GOP rivals hammer Rubio
The Republican field is ganging up on Marco Rubio.
The Florida senator has been assailed in recent weeks by a host of GOP rivals, including former Florida Gov. Jeb Bush, Sen. Ted Cruz (Texas), Sen. Rand Paul (Ky.) and New Jersey Gov. Chris Christie. The number of crosshairs trained upon Rubio’s back is unusual, even by the rough-and-tumble standards of this year’s presidential cycle.
But the attacks also point to Rubio’s potential. Many observers believe that his poll ratings, which show him in third place nationally and in the first caucus state of Iowa, underplay his strength.
The Florida senator is the leading candidate with some appeal to the GOP establishment — something manifestly not true of the insurgent front-runner Donald Trump or the second-place Cruz. That means other candidates who are dependent upon centrist support need to cut Rubio down if they are to stand any chance of emerging as the party’s 2016 standard-bearer.
“Rubio is by almost everyone’s account doing third-best, and rising,” said Susan MacManus, a professor of government at the University of South Florida. “But he is very different from those other two, who are very anti-establishment. So for all the others who also want to appear different from Trump and Cruz, they have to elevate themselves and take down Rubio.”
Many of his rivals, and their allies, have been busily trying to do just that.
On Tuesday, Right to Rise, the main super-PAC supporting Bush, released an ad suggesting Rubio had missed “important national security briefings” to attend fundraisers. “Politics first — that’s the Rubio way,” the ad’s narrator intoned.
The ad drew immediate pushback from the Rubio camp, with the senator’s communications director, Alex Conant, tweeting that its contention that the candidate had missed a briefing on the recent terrorist attacks in Paris was “wrong. @marcorubio attended Intel briefing on Paris attack.”
Rubio’s missed Senate votes while on the campaign trail have been highlighted by other rivals, however. Christie picked up on Rubio’s failure to vote on the year-end $1.8 trillion spending package, despite having stated he was opposed to it.
“Only in Washington could you have the guts to say I’m against something that you have a vote to vote no on, and then just not go. And then put out a press release after it gets passed to say, ‘This is why I was opposed to it,’” Christie said at a town-hall event in Iowa on Tuesday.

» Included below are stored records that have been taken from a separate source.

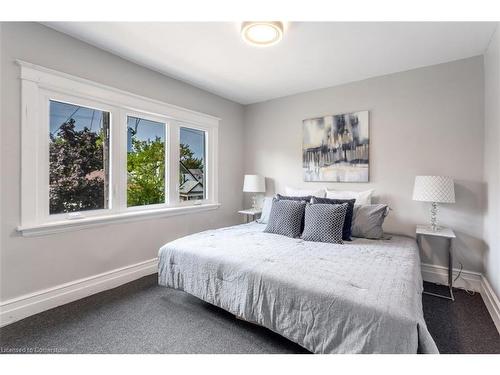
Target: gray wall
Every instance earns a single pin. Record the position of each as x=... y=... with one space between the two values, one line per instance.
x=492 y=161
x=32 y=264
x=423 y=121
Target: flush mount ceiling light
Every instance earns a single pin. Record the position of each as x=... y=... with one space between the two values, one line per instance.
x=261 y=33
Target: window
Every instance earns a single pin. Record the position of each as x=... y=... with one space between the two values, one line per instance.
x=192 y=164
x=78 y=158
x=145 y=162
x=96 y=154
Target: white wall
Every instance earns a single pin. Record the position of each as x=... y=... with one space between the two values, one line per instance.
x=492 y=161
x=32 y=264
x=423 y=121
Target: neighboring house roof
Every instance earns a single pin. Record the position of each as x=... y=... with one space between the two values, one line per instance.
x=188 y=186
x=95 y=174
x=196 y=172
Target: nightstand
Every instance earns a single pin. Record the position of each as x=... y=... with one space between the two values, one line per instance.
x=251 y=212
x=425 y=230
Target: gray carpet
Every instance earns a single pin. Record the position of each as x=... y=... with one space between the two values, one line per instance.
x=141 y=317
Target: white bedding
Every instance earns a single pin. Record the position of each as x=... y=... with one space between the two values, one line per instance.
x=360 y=297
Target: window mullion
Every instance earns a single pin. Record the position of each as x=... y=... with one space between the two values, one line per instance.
x=119 y=161
x=173 y=162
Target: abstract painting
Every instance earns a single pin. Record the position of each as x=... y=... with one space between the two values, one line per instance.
x=336 y=148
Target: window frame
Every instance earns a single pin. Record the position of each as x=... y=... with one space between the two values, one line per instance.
x=39 y=85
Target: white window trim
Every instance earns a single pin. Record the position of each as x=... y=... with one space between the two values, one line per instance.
x=37 y=85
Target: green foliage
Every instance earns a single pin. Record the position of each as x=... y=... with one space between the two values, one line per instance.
x=76 y=170
x=146 y=172
x=188 y=159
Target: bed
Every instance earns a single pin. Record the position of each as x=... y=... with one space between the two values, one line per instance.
x=364 y=296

“Well, dude, show up to work and vote no, right?” Christie continued. “Just show up to work and vote no, and if you don’t want to, then quit.”
Rand Paul, who has made a habit of issuing acerbic tweets on Dec. 23 to mark the faux-holiday of Festivus and its tradition of grievance-airing, this year wrote, “To my absentee friend @marcorubio, I didn’t put your $170k+ salary in my waste report today. But I could have #Festivus.”
Paul’s chances of becoming the GOP nominee appear minuscule at this point, but both Bush and Christie are busily competing with Rubio in the establishment lane of next year’s contest. In New Hampshire, for instance, Christie is snapping at Rubio’s heels, with 11.5 percent support to Rubio’s 12.8 percent, according to the RealClearPolitics average. The combative New Jerseyan will hope that persistent attacks can peel off Rubio’s supporters.
A different dynamic is in play in the case of Cruz. He and Rubio have engaged in a long-running dispute — mainly over immigration policy — that was especially fiery during the most recent GOP debate, held earlier this month in Las Vegas.
Although Cruz clearly appeals to a more conservative cohort than Rubio, he appears to see him as a serious threat. The Texan has referred at times to the “Rubio-Schumer amnesty plan” on immigration. A few days before the Las Vegas debate, Cruz asserted in an interview with MSNBC’s “Morning Joe” that Rubio “has far too often agreed with Hillary Clinton and Barack Obama.”
Cruz could be playing a complicated game, some insiders say. While he would certainly like to see a Rubio decline for its own sake, such a change would also have the likely effect of keeping the greatest number of pro-establishment candidates in the race — something which would help Cruz by splitting the center-right vote.
Rubio has not been shy about hitting back, drawing attention to past statements by Cruz that sound more equivocal on immigration reform than his current rhetoric.
But there can be dangers for candidates in attacking each other too fiercely in a multi-candidate field, as past election cycles in both parties prove. Back in 2004, for instance, Democrats Howard Dean and Richard Gephardt did trenchant verbal battle in the run-up to the Iowa caucuses — which then-Sen. John Kerry (D-Mass.) won, his first step on the path to claiming the nomination.
“I think voters have come to expect negativism,” said MacManus. “But they haven’t come to like it.”